In 1971, the "Kiss" was given to the Peltomaa brothers Hannu and Erkki for their documentary film Rantojen Miehet. It was a close run thing, though, for they took home the prize by a 4-3 vote.
-The final decision is a decision of seven people only, thus not being an ultimate truth, said Jörn Donner, the head of the jury. In 1974, the Grand Prix extremely surprisingly went to La primera pagina which leapt in as an extra in the midst of the competition. The film, directed in the Soviet Union, was the debut of a young Chilean film student Sebastian Alarcon.
Selections Have Been Booed
1979 was the rock-bottom year of the festival. The International Grand Prix was granted, however, and it went to a crazy Pakistani piece Noori, which scarcely made its way to the actual competition from the fingers of the preselection jury.
Whereas the first film to receive the Grand Prix, 79 Springs, had been the object of political desires, the one awarded twelve years later in 1982 aroused reactions no less passionate. Johan, the-son-of-Jörn, Donner's movie En stad under huden is yet the only Grand Prix winning movie to be straightforwardly booed.

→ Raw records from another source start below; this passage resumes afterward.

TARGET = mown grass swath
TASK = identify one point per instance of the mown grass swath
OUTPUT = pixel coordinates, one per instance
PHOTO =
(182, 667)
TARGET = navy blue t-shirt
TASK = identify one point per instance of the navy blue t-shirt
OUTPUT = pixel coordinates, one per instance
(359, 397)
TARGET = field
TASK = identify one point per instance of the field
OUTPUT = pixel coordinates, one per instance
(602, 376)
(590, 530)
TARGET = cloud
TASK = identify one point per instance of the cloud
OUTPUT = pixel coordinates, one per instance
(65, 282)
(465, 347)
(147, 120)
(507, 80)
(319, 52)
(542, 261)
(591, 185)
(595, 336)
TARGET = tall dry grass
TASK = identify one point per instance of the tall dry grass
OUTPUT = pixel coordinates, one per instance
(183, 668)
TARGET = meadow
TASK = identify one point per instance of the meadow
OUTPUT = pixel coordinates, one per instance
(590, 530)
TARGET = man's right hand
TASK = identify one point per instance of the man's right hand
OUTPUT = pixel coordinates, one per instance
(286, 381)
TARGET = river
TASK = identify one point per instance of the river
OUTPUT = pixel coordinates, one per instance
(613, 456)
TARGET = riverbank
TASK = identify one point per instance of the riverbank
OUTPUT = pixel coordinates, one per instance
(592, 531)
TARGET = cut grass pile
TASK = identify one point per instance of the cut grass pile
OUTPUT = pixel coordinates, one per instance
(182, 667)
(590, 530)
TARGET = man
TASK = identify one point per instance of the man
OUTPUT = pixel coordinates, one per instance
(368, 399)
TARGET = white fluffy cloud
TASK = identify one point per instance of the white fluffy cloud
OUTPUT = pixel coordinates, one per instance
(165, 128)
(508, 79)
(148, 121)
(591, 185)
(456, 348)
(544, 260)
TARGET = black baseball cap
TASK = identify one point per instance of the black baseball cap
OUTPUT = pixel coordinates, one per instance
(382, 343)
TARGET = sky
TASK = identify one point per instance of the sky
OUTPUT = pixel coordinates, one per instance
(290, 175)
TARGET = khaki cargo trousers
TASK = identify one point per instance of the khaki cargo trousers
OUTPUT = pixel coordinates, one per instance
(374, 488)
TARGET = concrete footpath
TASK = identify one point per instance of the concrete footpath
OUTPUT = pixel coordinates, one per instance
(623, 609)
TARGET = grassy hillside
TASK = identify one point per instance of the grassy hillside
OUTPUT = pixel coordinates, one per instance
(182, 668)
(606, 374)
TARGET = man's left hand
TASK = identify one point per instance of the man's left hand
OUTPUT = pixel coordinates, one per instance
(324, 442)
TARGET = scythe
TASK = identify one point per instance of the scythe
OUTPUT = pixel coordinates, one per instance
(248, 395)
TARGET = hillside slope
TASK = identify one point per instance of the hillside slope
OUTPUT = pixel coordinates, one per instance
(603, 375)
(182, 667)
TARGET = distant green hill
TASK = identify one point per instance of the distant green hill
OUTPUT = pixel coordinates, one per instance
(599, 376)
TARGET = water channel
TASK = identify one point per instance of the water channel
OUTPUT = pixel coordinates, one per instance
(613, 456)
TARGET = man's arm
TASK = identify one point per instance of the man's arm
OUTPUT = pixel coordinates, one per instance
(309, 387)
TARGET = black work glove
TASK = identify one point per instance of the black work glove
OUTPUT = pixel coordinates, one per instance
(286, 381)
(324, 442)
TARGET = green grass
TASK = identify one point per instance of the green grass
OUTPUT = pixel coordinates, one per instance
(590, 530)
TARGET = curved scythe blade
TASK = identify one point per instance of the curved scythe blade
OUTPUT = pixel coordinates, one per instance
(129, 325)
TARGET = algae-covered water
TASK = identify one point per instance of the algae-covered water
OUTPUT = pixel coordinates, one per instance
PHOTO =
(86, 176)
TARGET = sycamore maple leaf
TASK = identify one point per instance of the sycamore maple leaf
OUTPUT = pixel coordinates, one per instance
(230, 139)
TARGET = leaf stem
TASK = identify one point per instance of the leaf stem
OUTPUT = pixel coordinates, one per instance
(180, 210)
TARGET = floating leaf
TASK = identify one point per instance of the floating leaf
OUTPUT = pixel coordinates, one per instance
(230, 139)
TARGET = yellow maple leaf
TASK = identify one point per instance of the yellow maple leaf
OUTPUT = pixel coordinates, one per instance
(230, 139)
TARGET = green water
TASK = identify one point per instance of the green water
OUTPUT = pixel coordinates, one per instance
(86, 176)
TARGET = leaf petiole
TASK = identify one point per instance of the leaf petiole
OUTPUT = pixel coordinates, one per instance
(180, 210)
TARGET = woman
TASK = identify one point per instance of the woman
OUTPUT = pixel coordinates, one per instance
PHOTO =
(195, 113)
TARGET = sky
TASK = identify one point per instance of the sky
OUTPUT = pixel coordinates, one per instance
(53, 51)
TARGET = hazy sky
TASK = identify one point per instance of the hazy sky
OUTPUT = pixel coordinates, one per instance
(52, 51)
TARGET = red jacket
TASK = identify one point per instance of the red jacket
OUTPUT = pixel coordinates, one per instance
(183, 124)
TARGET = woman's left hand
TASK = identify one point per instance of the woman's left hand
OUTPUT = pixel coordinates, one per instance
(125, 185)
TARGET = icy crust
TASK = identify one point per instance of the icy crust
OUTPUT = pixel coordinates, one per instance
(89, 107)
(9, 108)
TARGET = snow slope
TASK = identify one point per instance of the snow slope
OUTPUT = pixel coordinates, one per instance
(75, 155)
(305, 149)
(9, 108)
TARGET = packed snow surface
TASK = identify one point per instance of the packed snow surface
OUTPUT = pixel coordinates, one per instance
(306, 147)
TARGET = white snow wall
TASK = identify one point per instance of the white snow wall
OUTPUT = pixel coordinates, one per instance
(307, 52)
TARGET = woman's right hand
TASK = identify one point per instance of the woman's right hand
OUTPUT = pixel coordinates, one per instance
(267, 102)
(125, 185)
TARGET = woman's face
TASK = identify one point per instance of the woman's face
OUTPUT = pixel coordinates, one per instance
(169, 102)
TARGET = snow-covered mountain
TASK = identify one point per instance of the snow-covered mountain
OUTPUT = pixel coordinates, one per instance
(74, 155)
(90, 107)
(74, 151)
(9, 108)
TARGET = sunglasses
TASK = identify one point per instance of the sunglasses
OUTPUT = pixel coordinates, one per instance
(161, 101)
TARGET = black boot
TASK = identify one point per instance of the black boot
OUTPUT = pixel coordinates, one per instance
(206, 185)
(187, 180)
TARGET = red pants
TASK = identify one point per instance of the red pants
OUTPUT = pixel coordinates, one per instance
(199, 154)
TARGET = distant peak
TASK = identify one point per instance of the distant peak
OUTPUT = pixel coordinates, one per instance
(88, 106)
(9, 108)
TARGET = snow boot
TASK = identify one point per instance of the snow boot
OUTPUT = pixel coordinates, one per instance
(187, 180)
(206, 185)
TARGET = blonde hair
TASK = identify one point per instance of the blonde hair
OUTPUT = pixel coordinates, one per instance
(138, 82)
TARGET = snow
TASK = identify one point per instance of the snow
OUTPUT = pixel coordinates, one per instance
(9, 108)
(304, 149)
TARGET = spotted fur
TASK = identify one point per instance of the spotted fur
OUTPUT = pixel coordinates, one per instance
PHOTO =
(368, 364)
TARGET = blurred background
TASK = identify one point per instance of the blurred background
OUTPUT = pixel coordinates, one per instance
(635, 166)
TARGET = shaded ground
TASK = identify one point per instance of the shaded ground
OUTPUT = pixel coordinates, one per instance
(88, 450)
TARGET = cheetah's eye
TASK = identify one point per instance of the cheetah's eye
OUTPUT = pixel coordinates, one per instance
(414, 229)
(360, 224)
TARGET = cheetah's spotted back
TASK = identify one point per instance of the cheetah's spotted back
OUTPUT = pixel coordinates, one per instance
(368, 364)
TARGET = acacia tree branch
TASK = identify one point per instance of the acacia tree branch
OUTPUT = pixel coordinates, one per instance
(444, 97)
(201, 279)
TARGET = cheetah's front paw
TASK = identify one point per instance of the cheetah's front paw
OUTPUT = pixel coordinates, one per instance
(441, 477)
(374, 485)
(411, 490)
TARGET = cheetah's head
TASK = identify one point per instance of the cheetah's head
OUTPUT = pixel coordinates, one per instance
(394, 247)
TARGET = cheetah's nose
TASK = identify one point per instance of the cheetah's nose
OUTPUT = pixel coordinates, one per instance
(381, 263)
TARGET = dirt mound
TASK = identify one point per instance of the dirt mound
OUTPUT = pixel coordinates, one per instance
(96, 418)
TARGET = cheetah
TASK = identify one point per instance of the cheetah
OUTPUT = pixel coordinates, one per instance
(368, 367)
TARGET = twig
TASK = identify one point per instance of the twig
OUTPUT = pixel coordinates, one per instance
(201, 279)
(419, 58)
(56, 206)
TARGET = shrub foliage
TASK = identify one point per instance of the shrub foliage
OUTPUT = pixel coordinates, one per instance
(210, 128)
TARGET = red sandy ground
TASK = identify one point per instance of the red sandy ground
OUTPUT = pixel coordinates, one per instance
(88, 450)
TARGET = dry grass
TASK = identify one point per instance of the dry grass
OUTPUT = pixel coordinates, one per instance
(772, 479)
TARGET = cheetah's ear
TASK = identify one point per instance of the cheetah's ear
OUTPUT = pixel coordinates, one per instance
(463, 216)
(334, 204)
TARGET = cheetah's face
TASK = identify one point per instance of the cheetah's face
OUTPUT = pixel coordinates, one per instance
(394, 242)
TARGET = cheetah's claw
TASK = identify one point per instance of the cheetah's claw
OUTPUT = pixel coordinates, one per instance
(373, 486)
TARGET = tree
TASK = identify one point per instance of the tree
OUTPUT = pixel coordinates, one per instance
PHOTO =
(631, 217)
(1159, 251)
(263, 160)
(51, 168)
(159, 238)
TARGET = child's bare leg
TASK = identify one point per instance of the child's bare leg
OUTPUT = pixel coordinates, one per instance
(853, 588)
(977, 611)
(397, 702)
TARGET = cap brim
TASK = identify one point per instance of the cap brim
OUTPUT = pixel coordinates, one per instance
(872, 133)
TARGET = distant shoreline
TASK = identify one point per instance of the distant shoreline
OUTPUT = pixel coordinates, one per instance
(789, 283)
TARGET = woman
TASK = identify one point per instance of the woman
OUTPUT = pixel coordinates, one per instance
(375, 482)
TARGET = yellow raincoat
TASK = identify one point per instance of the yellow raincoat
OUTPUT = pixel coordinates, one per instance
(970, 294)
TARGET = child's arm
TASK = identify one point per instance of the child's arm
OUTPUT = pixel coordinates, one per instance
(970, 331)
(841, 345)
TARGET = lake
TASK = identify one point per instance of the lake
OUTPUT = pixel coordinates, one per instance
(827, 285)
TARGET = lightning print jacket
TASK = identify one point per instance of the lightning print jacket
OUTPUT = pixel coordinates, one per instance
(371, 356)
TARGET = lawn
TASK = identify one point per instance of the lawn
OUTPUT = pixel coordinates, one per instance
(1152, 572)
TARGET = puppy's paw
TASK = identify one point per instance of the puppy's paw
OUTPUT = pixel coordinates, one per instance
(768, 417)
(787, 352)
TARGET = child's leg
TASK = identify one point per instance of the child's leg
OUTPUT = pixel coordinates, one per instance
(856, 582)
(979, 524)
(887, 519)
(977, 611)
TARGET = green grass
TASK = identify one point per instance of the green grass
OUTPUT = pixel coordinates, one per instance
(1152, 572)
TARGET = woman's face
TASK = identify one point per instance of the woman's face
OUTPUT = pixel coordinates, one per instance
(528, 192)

A letter to the editor entitled "Porn or Eroticism?" appeared in Aamulehti in which the writer dissected Donner, Jr.'s film and especially Janne Kuusi's breakthrough that gained the main prize of the National Competition.
I, a founding member of Tampere Film Festival, am one of the few who have seen all the Grand Prix winners in the years 1971-2001, most of which I have seen several times later. I reveal here the Rake's TOP 7, i.e. seven masterpieces of my kind. They are pearls of short film that have stayed in the history of movie and have or will become classics of their own description.
And, finally, a bonus question: Which year was the Grand Prix winning film not screened at the awards ceremony at all? And why?